At another level, it's hard to square all this with the larger reality of sluggish GDP growth over past four years as well as job layoffs and wage cuts. But Shyam Srinivasan, MD and CEO of The Federal Bank, looks at it differently. "Our current GDP growth is encouraging in the global context. There is underlying demand for retail credit on the back of good momentum in consumption on ground. I am of the view that there have not been large-scale layoffs in the corporate sector to affect demand," he says.

TransUnion CIBIL data says 35 million consumers bought their first credit product and became new-to-credit (NTC) in 2021; and another 31 million did so in first nine months of 2022. In 2021, millennials (born between 1980 and 1994) accounted for the largest part of this with 42%, share followed by Gen Z (29%), born 1995 and later. NTC consumers in India are slightly more concentrated in rural areas; in 2021, 67% were living in rural and semi-urban areas.

So, how does one sum up the big picture? According to Madan Sabnavis, chief economist at Bank of Baroda, the shift to retail lending reflects two things. The first is that banks are focusing more on this segment due to lower delinquencies. Second, individuals have taken advantage of extremely low interest rates. This is continuing even after rates have risen as demand for housing and vehicles, pent-up due to Covid-19, has been high. Alongside, banks pushed unsecured loans, offering lower rates than the unorganised market. People have been traditionally borrowing from moneylenders and pawn dealers. Now, with banks providing credit at a lower cost, unsecured loans have become attractive. The assumption again is that small amounts reduce the possibility of simultaneous defaults.

But Sabnavis sounds a word of caution. "This needs to be monitored closely by banks to ensure that there is no increase in delinquency rates," he says. "We have a case where large companies are deleveraging while individuals are borrowing more to have a better lifestyle. It shows changing patterns in consumption too where people are not averse to borrowing for consumption."

This is where RBI comes into the picture. In its Report on Trend and Progress of Banking in India (2021-2022), the banking regulator has observed that in recent years, Indian banks appear to have displayed 'herding behaviour' in diverting lending away from the industrial sector towards retail loans. "Empirical evidence suggests that a build-up of concentration in retail loans may become a source of systemic risk. The Reserve Bank is equipped with its policy toolkit to handle any systemic risk that may arise," it said.

Over past few months, RBI has asked a few banks to submit five-year data on retail books with segment-wise break-up. Some banks' retail exposure had been growing at an annual rate more than 60% with share at book level crossing the 50% mark. If this trend were to hold, retail credit will account for a lion's share of banks' loan books a few years down the line.
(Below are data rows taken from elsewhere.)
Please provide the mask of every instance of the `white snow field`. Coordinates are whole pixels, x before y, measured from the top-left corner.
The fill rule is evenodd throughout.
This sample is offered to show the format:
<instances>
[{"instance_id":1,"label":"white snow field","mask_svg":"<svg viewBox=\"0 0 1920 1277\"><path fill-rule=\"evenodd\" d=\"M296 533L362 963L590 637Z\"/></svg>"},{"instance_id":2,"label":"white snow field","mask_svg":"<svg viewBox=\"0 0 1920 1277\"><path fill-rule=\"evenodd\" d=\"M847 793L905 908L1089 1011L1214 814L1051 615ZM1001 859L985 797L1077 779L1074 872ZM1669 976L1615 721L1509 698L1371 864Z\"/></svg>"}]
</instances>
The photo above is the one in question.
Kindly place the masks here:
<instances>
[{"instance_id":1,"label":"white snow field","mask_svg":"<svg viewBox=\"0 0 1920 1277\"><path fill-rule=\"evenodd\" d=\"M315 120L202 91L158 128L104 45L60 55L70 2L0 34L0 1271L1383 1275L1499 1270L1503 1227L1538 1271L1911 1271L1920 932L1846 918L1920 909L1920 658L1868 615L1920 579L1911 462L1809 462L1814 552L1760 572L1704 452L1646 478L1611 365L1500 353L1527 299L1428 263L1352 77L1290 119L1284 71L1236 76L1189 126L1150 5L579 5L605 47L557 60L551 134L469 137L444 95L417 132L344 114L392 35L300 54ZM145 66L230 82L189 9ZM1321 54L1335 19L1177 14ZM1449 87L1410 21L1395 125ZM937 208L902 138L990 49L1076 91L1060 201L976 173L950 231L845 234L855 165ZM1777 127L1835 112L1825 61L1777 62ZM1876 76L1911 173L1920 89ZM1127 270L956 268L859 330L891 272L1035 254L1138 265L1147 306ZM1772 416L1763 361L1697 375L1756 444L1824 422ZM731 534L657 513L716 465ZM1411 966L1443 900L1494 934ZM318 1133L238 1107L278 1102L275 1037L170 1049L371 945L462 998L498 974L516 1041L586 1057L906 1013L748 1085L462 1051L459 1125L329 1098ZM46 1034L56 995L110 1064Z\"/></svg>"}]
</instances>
This, though, seems unlikely. A cautionary voice has come from RBI governor Shaktikanta Das. In May this year, he did some plain-speaking to full boards of state-run as well as private banks, telling them to exercise prudence in growth strategies, product pricing and portfolio composition. Over-aggressive growth, underpricing or overpricing of products both on credit and deposit side, concentration or lack of adequate diversification in deposit/credit profile can expose banks to higher risks and vulnerabilities. "Let me emphatically state that the Reserve Bank does not interfere in commercial decision making of banks but only gives them a nudge to address potential risks and vulnerabilities," he said.

For a binge — of any kind — is not good.